La fondazione di diritto pontificio “Aiuto alla chiesa che soffre” ha presentato il suo rapporto annuale sulla libertà religiosa nel mondo, arrivato alla dodicesima edizione. L’incontro, alla Stampa estera di Roma, è stato di grande impatto, anche per lo spessore dei relatori, tra i quali Pascale Esho Warda, caldea di etnia assira, già ministro per le politiche migratorie del governo di transizione iracheno guidato da Awad Allawi tra il 2004 e il 2005.
Dalla fondamentale lezione di Samuel Huntington le differenze religiose, spesso legate a quelle etniche, sono sempre più percepite come fattori prioritari delle crisi che il sistema internazionale si trova ad affrontare. Tra le più difficili da risolvere, in quanto basate anche su irriducibili fattori emozionali, non solo su interessi generalmente di più facile composizione, le crisi con radice etnico-religiosa hanno, tra i tanti effetti, quello di ridurre la capacità delle popolazioni a professare il loro credo, un diritto tutelato dal diritto internazionale e dalle Nazioni Unite.
Non casualmente il rapporto viene aperto dalla prefazione di Paul Jacob Bhatti, già ministro federale per l’armonia nazionale e le minoranze del Pakistan. Suo fratello, titolare prima di lui dello stesso incarico, per il deciso impegno in favore delle comunità oppresse ed emarginate fu assassinato nel 2011 da estremisti religiosi. Paul Jacob all’epoca viveva in Italia, dove esercitava la professione di medico, ma sentì inesorabile il richiamo a proseguire la missione del fratello: “abbiamo il dovere di lottare per chi è troppo debole per parlare e difendersi da solo”.
Benché consapevole che i cristiani sono attualmente la più perseguitata comunità di credenti al mondo, il rapporto evidenzia come stiano crescendo discriminazione e violenza verso ogni forma di religione, grazie anche all’ampliarsi del terrorismo islamista.
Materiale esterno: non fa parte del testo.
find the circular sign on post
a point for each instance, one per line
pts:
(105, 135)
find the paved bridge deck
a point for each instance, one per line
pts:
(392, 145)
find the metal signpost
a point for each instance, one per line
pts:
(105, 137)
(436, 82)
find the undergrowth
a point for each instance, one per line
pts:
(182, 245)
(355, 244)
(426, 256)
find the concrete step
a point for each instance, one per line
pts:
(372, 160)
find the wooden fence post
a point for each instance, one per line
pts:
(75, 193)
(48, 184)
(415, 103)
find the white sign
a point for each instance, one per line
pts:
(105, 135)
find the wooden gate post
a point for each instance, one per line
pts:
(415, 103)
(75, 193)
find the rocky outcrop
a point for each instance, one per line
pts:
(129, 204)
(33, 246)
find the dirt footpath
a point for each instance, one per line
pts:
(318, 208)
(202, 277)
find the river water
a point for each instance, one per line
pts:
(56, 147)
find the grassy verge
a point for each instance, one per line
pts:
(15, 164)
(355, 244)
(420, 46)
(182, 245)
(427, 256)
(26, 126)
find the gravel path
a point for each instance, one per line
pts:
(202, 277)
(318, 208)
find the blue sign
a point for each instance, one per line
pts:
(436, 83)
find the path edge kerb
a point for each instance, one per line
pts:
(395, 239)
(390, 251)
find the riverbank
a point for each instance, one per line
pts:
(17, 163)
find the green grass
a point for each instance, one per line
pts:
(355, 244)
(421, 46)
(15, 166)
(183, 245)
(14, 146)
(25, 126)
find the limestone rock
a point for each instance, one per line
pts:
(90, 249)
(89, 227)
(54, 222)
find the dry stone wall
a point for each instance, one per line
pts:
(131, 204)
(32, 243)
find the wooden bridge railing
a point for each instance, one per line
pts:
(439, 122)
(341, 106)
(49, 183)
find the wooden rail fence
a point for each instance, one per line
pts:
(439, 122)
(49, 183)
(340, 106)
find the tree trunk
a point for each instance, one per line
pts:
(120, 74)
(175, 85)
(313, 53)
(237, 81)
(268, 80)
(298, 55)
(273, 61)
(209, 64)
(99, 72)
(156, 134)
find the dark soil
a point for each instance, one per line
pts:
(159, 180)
Sono ovviamente le minoranze etnico-religiose ad essere indiziate di crescente sofferenza e repressione, per la vigliacca convinzione di impunità che le maggioranze spesso professano.
Il rapporto rileva cambiamenti in 61 dei 196 paesi presi in esame: solo in 6 i cambiamenti si sono tradotti in miglioramenti. In 26, con un livello di violazione della libertà religiosa definita “media” o “elevata”, non si sono registrati cambiamenti significativi. Sommando i due gruppi di paesi con cambiamenti o stabilità negativi, si arriva a quasi il 30 per cento del totale, il che consente di affermare che quasi il 30 per cento dei 196 paesi viola in modo significativo la libertà religiosa.
Sui “miglioramenti” l’analisi degli autori, un gruppo transnazionale di sociologi e politologi, fornisce un dato di forte interesse: avvengono per lo più grazie ad iniziative locali, non per effetto di politiche centrali. Né gli analisti sfuggono dal confrontarsi su un dato paradossale: sempre più opinioni pubbliche attribuiscono proprio alle religioni la responsabilità delle repressioni che toccano talune comunità che per tradizioni sono identificate con l’una o l’altra confessione. Si ritrova, nell’approccio, un errore spesso compiuto dal pensiero umano: la confusione tra vittima e carnefice.
Come mostra la terribile vicenda che gli ebrei hanno sofferto in Europa nella prima metà dello scorso secolo, quando le comunità umane, organizzate o meno in stato, transitano dalla pacifica convivenza interreligiosa alla discriminazione, precostituiscono le condizioni per la catastrofe. Le repressioni religiose in aumento non sono quindi un buon segnale per la pacificazione del sistema internazionale. Il fatto che, secondo il rapporto, si manifestino soprattutto in Asia è un pessimo indicatore qualitativo dello sviluppo socio-economico che quella parte del mondo sta realizzando.